La sociedad tiene sus marcas y te acompleja y no admite los sentimientos de los que quieren ser tal cual son. A estos le llaman anormales y vergonzosos. Cada ser humano tiene sus manías y sus ideas. Cesar es uno de ellos, igual que al que le gusta escribir, pintar, o quiere ser actor… Al pintor, al escritor, al actor, son artistas, en cambio a los que se hacen tatuajes como Cesar, lo consideran degenerado y vergonzante, ¡qué lástima!. En todos los sitios cuecen habas. Los que llevan trajes y corbatas, se meten en el caparazón de la sociedad porque ésta los protege y algunos son más estafadores, más matones que, los que vanaglorian la identidad tal cual son. Los que llevan el pelo largo y van por la vida con su natural estilo, son naturales porque lo sienten y esos seres se le llaman acomplejado, pero sienten y padecen como cualquier otro, porque su sensibilidad la tienen a flor de piel y lo que es más, tienen el coraje de decir como son, porque son íntegros, y la sociedad intenta marginarlos. No me refiero a los drogadictos que también son adictos y marginados de los gobiernos que, permiten el veneno de la droga para su rendimiento económico. La sociedad tiene sus intereses y no importa caiga quien caiga, con tal de conseguir beneficios materiales.

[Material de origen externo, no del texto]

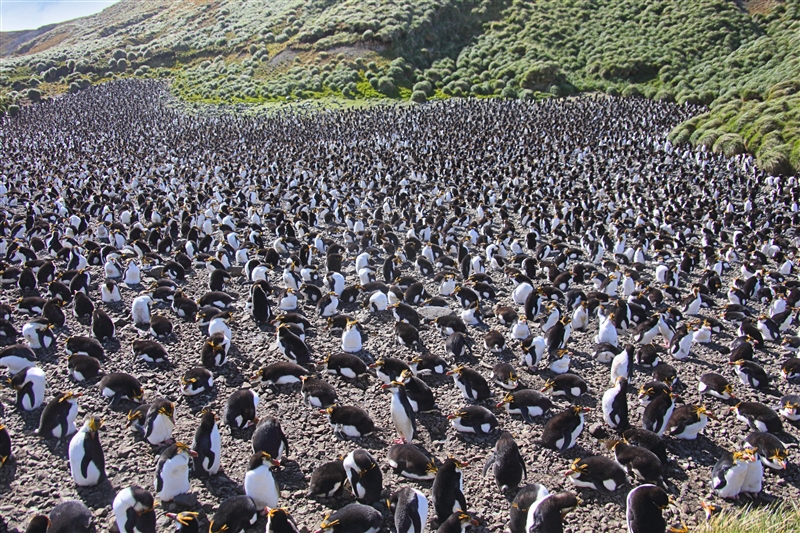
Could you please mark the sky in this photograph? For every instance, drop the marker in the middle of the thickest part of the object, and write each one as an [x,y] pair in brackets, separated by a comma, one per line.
[31,14]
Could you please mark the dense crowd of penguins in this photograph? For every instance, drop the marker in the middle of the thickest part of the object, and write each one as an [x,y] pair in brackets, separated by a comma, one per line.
[509,227]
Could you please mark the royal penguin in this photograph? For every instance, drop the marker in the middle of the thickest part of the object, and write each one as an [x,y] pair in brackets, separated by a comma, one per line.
[120,386]
[240,409]
[506,463]
[410,508]
[473,419]
[411,462]
[527,403]
[327,479]
[547,514]
[58,417]
[269,437]
[615,405]
[352,518]
[259,483]
[349,421]
[234,515]
[729,473]
[645,504]
[472,384]
[86,459]
[172,471]
[30,384]
[318,392]
[364,475]
[596,472]
[689,420]
[561,432]
[207,445]
[403,415]
[196,380]
[447,491]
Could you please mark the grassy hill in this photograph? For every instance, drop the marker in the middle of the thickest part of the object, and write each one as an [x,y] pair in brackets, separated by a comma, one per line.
[740,58]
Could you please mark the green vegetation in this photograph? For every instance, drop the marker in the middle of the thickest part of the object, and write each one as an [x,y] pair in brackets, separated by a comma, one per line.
[779,519]
[740,58]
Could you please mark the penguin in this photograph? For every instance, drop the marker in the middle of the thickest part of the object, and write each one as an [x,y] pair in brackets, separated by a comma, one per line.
[120,386]
[561,432]
[472,384]
[234,515]
[364,475]
[527,403]
[349,421]
[729,474]
[86,459]
[159,421]
[172,471]
[207,445]
[352,518]
[715,385]
[196,381]
[280,521]
[645,504]
[280,373]
[759,417]
[597,472]
[17,357]
[569,385]
[447,491]
[103,328]
[411,462]
[410,508]
[186,521]
[259,483]
[639,462]
[389,369]
[751,374]
[658,412]
[615,405]
[507,463]
[29,384]
[58,416]
[403,415]
[689,420]
[346,365]
[327,479]
[269,437]
[546,514]
[240,409]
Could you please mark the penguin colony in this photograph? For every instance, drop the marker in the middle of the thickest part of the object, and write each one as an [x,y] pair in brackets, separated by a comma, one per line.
[466,316]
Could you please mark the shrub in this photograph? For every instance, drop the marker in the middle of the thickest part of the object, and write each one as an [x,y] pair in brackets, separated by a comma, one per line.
[419,97]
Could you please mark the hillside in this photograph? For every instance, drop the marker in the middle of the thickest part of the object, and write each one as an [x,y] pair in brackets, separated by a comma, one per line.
[740,58]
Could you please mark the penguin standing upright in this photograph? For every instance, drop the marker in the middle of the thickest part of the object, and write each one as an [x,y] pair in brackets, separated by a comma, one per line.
[207,445]
[86,460]
[172,471]
[507,463]
[403,415]
[546,515]
[364,475]
[259,483]
[615,405]
[644,506]
[58,417]
[448,489]
[410,508]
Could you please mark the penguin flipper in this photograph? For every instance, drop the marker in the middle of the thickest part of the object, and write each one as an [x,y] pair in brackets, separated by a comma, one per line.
[488,464]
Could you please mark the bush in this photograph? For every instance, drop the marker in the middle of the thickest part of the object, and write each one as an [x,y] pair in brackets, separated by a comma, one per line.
[419,97]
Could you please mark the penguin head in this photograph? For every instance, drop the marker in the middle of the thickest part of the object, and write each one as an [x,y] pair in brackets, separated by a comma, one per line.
[187,520]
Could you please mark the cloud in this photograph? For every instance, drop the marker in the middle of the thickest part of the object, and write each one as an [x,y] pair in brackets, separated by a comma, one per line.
[31,14]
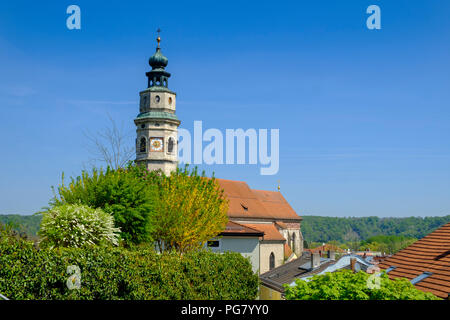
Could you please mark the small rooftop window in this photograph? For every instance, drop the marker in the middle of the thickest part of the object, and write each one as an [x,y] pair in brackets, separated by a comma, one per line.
[390,269]
[424,275]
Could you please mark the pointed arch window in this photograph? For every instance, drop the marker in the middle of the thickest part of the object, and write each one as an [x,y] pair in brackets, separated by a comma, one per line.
[271,261]
[293,242]
[143,145]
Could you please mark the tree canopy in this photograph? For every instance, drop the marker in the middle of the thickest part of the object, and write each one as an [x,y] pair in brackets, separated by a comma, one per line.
[191,210]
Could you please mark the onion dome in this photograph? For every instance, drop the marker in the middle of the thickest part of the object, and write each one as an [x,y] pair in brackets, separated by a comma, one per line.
[158,77]
[158,60]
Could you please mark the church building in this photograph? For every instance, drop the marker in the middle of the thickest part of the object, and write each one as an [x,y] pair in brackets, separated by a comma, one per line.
[265,216]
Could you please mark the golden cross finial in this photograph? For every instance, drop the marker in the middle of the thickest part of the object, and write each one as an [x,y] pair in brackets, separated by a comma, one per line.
[159,38]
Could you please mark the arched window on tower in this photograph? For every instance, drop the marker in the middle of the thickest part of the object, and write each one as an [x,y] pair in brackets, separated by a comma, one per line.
[271,261]
[293,243]
[143,145]
[170,145]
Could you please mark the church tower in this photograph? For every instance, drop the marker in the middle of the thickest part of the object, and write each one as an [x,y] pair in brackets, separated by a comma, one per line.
[156,123]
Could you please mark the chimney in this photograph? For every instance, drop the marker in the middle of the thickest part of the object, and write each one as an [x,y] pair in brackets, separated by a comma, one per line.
[352,264]
[315,260]
[331,255]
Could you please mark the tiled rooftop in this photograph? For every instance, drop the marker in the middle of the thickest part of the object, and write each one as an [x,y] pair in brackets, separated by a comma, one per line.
[429,254]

Cesar es íntegro en su profesión e intenta ser sociable en su trabajo pero también quiere ser como es. Le gusta tatuarse el cuerpo, tener melena y ponerse pendiente, por ejemplo. Por las noches se siente libre, siendo tal cual es. Los maderos lo miran desconfiados y tratan de ir por él pero su profesión le respalda (no como a otros), creyendo así que tiene que ser actor para coger a la presa.
Cesar, no se esconde, lo hace delante de todo el que lo contempla pero, tiene que guardarse un poco de las apariencias, mas que nada porque tiene un trabajo que conservar y que de hecho le gusta.
Él, es un privilegiado pero sus amigos están en el punto de mira. Tiene amigos que son albañiles, camareros, pincha discos… Todos tienen un trabajo y como tal un trabajo digno. El tener una carrera y sobre todo dedicándose a la ley, le salva un poco de la calificación que le da la sociedad.
La sociedad es perversa e hipócrita. Si la hipocresía no es auténtica, ¿por qué existe?. Dicen que en el mundo tiene que haber de todo. De todo lo que la sociedad admita y considera normal, porque de una persona que no es como la mayoría, se dice que está loca o que se siente vergüenza de su aspecto.
Hay que comprender que si las personas normales son así, también hay que entender que hay personas anormales. En el mundo tiene que haber de todo, sino, sería muy aburrido.
Lo que hay que admitir es el cariño y el respeto a los seres humanos, sea cual sea su aspecto y su condición.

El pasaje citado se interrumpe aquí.